I was feeling full, pressured to complete too many tasks in too short a period of time. Never mind that I thought Vic Watson had been murdered in his bed at the Laingford Hospital and agreed with Becker that constable Morrison, distracted by the charms of Constable Marie Lefevbre, might make a botch of it. Whatever happened to the back-to-the-land puppet-maker thing I’d dedicated my life to? How did it all get so complicated?

  Fourteen

  Nothing perks up a drab wall like a picture! And you don’t have to spend a fortune. Drop in to the Kountry Pantree home decorating centre and choose one of our top quality prints in a stunning variety of designer colours! Make your home a special place at Kountry Pantree.

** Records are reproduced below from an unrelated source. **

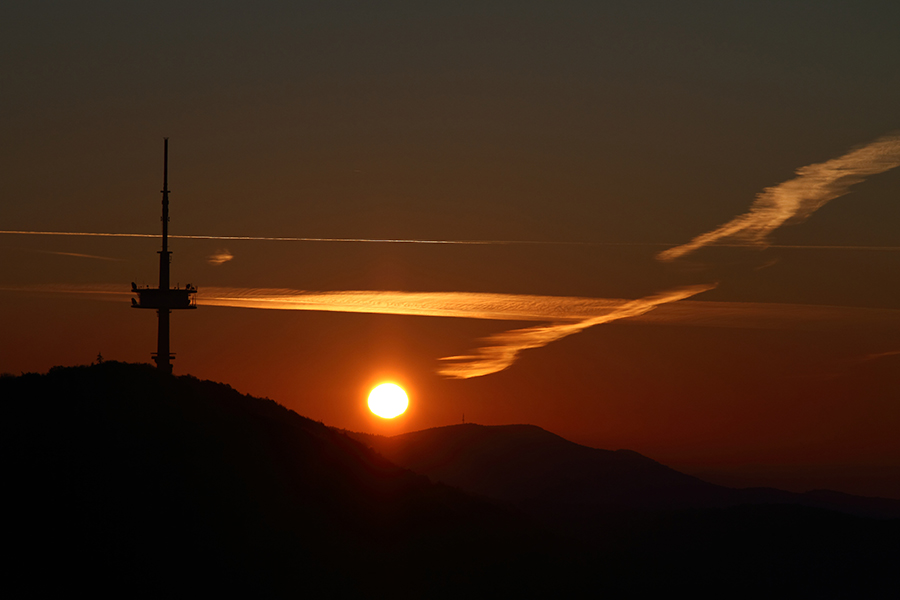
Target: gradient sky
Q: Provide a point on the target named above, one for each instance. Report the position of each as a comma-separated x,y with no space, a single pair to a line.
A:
611,130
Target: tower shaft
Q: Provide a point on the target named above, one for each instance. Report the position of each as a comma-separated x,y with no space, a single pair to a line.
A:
163,357
164,299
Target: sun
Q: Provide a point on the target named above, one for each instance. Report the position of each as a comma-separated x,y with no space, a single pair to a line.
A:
388,400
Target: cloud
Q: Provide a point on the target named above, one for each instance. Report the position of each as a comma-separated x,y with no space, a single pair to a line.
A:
220,257
502,349
796,199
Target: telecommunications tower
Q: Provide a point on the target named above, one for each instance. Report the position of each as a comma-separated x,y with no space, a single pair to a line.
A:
163,298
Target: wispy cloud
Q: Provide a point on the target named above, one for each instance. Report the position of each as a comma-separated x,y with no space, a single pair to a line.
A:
471,305
502,349
796,199
219,257
77,255
436,242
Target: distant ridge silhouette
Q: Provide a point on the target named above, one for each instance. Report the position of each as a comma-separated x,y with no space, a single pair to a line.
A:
546,474
129,482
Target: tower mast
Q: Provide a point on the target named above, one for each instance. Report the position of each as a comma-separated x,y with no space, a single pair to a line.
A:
164,299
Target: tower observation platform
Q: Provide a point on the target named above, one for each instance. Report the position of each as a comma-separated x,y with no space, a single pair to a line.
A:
164,298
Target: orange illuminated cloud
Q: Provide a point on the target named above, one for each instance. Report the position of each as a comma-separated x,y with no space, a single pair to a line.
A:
796,199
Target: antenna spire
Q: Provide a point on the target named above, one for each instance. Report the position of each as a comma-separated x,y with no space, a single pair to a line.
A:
164,299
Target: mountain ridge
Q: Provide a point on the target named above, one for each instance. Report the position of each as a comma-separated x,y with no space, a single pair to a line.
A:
551,468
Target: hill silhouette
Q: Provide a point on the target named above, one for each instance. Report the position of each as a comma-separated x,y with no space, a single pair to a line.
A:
124,479
548,475
128,482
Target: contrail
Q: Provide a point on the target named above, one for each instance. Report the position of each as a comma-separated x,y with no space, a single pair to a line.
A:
77,255
566,314
502,349
438,242
796,199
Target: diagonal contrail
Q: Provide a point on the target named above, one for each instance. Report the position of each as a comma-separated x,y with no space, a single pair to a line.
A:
796,199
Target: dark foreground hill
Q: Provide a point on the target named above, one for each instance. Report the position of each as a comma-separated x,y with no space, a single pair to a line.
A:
120,481
123,480
545,474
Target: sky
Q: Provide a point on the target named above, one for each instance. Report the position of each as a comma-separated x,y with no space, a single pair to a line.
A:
578,142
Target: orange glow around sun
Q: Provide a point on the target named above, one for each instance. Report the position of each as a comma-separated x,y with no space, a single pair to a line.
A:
388,400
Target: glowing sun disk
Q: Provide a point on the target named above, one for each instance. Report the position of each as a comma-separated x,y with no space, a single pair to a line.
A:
388,400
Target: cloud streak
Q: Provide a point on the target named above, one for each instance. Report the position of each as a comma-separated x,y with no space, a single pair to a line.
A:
434,242
796,199
502,349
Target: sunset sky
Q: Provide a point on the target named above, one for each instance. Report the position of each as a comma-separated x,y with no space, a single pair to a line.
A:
578,139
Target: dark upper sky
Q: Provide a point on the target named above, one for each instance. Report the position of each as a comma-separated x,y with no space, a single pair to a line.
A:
599,122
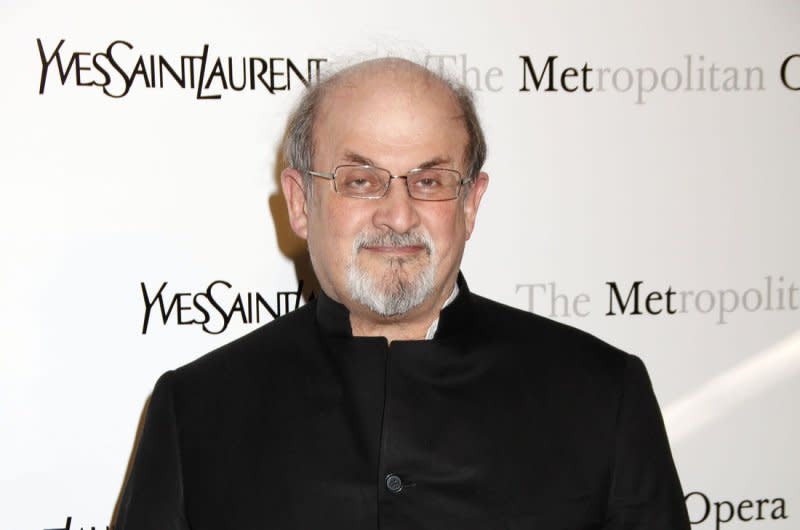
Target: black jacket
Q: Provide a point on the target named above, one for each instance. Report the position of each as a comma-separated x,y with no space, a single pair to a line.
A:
505,420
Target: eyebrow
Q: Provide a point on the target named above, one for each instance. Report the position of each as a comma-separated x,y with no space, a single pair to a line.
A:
355,158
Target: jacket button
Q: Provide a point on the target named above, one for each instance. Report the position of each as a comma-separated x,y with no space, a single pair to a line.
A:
394,483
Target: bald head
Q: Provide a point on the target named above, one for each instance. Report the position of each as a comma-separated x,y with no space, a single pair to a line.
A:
386,78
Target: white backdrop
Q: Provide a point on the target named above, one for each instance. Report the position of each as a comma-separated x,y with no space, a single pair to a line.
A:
674,162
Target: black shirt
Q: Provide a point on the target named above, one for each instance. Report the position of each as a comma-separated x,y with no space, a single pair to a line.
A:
505,420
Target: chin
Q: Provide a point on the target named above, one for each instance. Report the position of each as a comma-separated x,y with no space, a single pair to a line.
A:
393,291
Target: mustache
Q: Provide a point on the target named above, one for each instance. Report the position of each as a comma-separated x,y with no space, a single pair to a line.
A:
393,239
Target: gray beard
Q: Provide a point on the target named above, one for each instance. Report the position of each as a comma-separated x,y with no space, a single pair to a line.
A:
396,291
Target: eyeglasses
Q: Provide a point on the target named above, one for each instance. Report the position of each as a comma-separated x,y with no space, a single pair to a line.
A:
367,182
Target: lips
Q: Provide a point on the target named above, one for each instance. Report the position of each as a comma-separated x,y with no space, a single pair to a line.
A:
394,243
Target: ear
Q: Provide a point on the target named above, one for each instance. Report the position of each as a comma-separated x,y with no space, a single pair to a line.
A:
473,201
294,193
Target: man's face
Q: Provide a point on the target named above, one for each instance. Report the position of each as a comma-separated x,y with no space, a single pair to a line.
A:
394,255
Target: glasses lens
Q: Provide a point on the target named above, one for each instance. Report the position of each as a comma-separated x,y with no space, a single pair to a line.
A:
434,184
361,181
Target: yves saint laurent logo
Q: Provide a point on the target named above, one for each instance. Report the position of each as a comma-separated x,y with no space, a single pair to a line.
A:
215,307
118,69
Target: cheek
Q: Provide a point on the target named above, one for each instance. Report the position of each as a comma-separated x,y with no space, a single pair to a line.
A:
447,229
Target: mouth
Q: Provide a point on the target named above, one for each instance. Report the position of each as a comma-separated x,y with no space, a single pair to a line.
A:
396,250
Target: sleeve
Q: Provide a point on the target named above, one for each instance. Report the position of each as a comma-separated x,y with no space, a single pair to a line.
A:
152,498
645,491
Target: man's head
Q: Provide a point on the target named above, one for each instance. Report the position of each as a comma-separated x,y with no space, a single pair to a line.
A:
391,256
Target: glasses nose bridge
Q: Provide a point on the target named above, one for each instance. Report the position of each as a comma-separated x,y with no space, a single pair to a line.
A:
389,183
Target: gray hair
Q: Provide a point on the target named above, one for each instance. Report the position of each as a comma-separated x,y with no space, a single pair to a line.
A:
298,145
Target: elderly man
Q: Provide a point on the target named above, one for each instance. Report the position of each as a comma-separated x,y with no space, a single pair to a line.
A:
398,399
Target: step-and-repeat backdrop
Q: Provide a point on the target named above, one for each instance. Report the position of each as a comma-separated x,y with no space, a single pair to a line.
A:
644,187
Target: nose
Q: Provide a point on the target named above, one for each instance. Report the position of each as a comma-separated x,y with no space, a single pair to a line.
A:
396,210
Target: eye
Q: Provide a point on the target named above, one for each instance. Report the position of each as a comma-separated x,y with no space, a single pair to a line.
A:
357,180
428,182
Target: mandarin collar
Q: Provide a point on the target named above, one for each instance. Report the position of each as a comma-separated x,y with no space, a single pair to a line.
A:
334,318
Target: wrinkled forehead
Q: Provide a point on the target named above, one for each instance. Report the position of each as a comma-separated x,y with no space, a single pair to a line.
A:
398,103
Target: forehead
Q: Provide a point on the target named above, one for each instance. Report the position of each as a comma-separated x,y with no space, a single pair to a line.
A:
390,115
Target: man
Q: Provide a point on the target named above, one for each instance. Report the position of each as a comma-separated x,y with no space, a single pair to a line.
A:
398,399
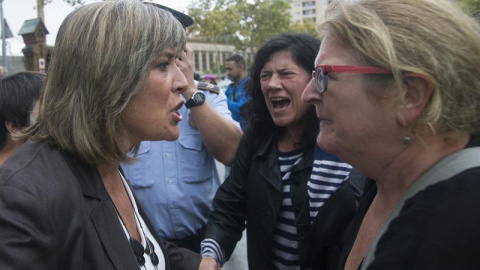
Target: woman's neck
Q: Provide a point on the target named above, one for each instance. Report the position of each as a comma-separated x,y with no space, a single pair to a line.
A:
414,161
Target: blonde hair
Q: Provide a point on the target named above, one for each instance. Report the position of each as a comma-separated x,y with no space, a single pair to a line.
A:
430,37
102,58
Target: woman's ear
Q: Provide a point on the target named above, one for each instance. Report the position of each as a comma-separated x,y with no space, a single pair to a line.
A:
418,91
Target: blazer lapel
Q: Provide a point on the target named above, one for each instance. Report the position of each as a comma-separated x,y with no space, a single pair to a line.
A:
103,214
112,236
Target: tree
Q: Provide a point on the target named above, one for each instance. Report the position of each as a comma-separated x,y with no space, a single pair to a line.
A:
245,24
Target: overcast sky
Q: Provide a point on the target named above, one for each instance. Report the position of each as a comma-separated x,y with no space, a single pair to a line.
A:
17,11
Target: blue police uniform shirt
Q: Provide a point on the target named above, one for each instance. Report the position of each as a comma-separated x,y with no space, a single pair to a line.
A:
175,182
237,96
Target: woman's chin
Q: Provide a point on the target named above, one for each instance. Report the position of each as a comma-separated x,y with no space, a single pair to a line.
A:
325,144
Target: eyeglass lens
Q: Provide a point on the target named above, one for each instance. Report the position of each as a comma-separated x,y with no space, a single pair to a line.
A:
320,79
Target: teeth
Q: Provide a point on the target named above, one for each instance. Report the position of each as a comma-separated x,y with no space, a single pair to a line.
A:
278,99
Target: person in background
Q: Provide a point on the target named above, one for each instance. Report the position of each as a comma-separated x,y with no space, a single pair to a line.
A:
18,97
64,201
397,90
175,181
236,71
272,184
2,73
476,16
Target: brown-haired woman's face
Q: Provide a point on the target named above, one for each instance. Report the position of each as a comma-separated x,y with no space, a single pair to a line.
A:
282,82
153,113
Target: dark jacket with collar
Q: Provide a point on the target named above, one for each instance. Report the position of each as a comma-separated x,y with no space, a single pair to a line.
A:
55,213
253,195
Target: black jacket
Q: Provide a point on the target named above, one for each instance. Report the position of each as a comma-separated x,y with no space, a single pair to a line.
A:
55,213
253,195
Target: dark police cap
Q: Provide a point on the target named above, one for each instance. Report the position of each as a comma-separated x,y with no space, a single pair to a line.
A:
184,19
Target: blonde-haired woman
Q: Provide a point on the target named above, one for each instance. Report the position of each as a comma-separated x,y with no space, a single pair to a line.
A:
397,90
114,80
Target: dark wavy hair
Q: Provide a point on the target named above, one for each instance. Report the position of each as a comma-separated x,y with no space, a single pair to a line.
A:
304,49
18,94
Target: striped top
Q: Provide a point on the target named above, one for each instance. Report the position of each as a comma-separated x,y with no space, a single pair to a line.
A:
285,244
328,174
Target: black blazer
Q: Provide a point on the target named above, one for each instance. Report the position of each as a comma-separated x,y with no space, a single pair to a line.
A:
252,195
55,213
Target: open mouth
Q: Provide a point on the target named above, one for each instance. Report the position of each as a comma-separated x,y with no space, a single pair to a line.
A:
279,102
177,112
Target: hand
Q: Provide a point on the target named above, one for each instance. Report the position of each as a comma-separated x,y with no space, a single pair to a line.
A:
185,64
208,263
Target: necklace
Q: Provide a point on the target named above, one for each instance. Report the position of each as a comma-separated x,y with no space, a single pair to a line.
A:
136,246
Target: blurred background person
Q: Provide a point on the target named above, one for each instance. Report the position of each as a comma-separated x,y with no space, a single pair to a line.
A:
2,73
18,98
64,202
268,189
210,78
175,181
397,92
236,71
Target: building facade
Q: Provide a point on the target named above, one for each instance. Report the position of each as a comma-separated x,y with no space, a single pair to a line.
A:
302,10
210,57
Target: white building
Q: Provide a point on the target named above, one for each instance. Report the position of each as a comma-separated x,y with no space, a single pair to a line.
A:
312,10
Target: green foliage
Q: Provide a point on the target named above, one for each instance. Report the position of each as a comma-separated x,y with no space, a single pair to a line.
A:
307,27
469,6
246,24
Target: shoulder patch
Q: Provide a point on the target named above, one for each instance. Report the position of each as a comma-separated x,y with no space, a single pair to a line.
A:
208,87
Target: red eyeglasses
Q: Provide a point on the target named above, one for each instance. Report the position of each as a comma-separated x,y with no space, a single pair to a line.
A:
321,79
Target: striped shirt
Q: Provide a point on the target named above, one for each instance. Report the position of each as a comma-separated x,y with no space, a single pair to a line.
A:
328,174
285,243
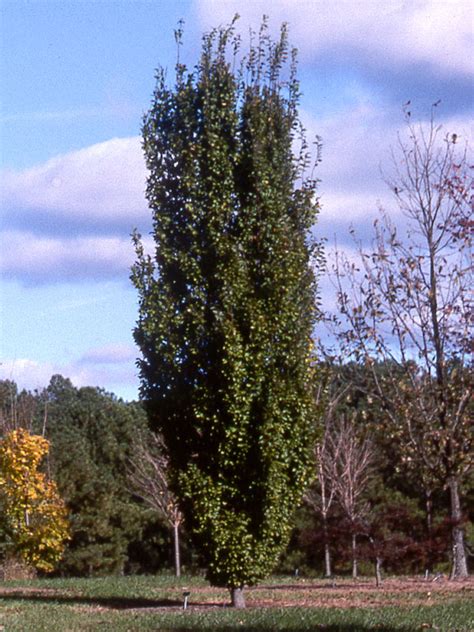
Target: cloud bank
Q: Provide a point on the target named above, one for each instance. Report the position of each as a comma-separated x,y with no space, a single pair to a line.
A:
429,33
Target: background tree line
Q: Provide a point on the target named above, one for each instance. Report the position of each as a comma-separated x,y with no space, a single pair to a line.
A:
365,508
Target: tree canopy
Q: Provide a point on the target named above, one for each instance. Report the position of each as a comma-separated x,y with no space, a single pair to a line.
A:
227,303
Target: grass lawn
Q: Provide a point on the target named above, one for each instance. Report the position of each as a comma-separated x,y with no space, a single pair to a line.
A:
155,603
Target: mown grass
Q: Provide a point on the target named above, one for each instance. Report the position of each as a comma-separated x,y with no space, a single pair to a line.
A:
155,603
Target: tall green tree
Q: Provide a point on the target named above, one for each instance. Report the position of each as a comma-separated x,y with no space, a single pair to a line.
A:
227,302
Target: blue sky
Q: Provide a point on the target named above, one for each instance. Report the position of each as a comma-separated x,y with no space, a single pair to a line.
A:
76,77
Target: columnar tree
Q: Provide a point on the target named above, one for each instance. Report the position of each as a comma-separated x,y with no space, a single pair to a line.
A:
227,302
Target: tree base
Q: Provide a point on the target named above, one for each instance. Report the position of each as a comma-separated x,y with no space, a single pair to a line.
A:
237,597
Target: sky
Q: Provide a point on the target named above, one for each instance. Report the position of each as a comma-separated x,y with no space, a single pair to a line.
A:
76,77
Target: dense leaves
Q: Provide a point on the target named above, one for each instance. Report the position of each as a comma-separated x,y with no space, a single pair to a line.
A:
227,303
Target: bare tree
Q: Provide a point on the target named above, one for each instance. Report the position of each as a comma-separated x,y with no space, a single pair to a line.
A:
321,496
148,479
408,304
351,473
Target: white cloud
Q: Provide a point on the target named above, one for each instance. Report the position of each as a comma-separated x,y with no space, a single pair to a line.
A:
114,353
120,378
36,259
433,32
98,187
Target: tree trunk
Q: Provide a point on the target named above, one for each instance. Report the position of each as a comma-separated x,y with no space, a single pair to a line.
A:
327,552
378,571
237,596
327,560
177,556
354,556
459,568
429,528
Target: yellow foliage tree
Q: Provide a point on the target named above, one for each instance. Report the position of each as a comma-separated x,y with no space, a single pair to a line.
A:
34,515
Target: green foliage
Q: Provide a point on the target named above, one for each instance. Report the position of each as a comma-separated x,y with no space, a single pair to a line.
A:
91,433
227,304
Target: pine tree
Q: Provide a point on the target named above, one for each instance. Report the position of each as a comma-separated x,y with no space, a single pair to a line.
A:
227,303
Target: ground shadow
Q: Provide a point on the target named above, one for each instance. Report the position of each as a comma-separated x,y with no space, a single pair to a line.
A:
114,603
131,603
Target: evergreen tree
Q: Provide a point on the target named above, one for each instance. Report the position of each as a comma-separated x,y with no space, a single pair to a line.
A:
227,304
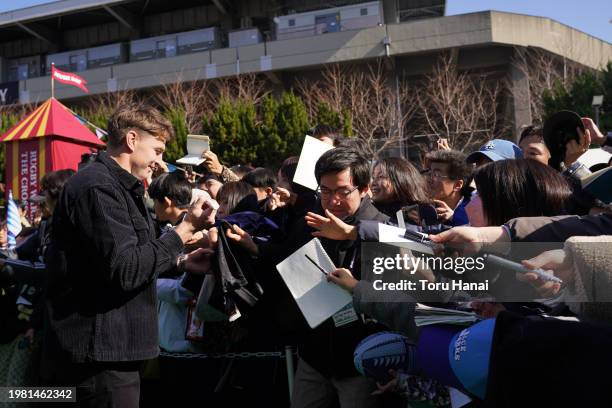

  —A Kountry Pantree ad in the Kuskawa Home Improvement Guide

  The Kuskawa region, several hours north of Toronto, is a rugged, exquisite landscape full of deep, cold lakes, pink granite bedrock and dense forests. It’s a tourist-magnet, a resort developer’s wet dream and a haven for artists. The creative urge seems to lurk in the soil and in the air, and the local “find-it-here” maps are dotted with galleries and art supply stores. In the autumn, the hardwood forests of Kuskawa vibrate with fluorescent oranges, yellows and reds, impossible colours, really, the kind that you have to see to believe. The trees seem to give off a light of their own.

  For a few weeks every September, Laingford hosts thousands of Japanese and German tourists who wander blissfully through the streets, expensive cameras festooned around their necks like garlands. Vistas and lookouts become crowded with portable easels, the painters jostling for position and eyeing each other’s work with varying degrees of admiration or contempt.

  It’s not only the fall colour that inspires art here. The winters are magical; thick snow blankets everything and glitters in the cold sun, softening the sharp outlines of tree and cliff. Icy mists lift from the rivers and lakes, clothing the naked shoreline with silver. In spring, there are always a few days of tender beauty, when leaf-buds hover like smoke in the tops of the birch trees. The melting snow finds its way down to the lakes, forming merry brooks and rills that meander their way through the forest, catching the light in unexpected places. When summer hits, as it always does with a quick backhand we never expect, the forest floor bursts into a carpet of trilliums, red and white, and the ferns grow so fast you can almost hear them.